L’usine qui tuait rapidement
Malgré les opportunités de carrière et les bons salaires,le travail chez Courtaulds était réputé pour être rude. Tous se souviennent de la chaleur étouffante et de l’odeur « qui prenait au nez dès qu’on empruntait les escaliers à côté des vestiaires ». Soude, disulfure de carbone, méthacrylate de méthyle et autres produits chimiques dangereux faisaient partie intégrante du quotidien des employés de Courtaulds. Au plus grand dam de leur santé, ils ont travaillé à leurs côtés durant des années, munis de protections minimes.

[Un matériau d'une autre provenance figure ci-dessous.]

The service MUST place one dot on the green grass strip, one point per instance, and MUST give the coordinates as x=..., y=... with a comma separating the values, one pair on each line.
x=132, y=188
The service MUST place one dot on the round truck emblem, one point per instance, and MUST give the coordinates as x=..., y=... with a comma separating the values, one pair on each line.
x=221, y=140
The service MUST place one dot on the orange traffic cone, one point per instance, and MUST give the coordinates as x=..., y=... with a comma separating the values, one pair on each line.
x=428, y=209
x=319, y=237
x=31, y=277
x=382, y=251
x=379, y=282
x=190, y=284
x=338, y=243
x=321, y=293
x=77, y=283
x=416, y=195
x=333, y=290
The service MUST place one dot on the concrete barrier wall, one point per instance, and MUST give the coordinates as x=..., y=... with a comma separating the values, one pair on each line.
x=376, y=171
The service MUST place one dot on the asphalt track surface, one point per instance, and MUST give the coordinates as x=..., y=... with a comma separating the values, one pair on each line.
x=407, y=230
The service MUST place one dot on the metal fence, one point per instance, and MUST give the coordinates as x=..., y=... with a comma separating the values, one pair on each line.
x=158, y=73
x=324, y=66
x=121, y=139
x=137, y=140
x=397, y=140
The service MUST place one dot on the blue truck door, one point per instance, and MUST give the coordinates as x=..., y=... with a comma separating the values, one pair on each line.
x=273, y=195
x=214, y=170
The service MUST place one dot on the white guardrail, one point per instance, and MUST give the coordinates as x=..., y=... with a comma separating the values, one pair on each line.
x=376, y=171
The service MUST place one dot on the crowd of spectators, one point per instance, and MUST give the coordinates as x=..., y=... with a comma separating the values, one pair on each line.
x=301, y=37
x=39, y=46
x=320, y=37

L’amiante qui truffait l’usine a coûté la vie de dizaines et dizaines de salariés. « Sans le savoir, on vivait dans une usine pourrie à l’amiante. Du secteur de la fibranne, je ne sais pas si beaucoup vivent encore… », lâche un ancien. Mais dans les années 2000, alors que l’usine a fermé depuis 10 ans, la justice s’en mêle. S’ouvre alors un long parcours du combattant juridique…
La grande famille Courtaulds
Même si les effectifs de l’usine dépassent les 3 000 employés à l’apogée de l’usine, Courtaulds a su garder son entente familiale. « C’était la grande famille Courtaulds », résume un ancien employé. Entrés souvent très jeunes, les ouvriers grandissaient à l’usine. « La plupart d’entre nous, on n’avait pas de diplôme. Mais les anciens avaient une manière d’apprendre aux jeunes », raconte Joël Devin.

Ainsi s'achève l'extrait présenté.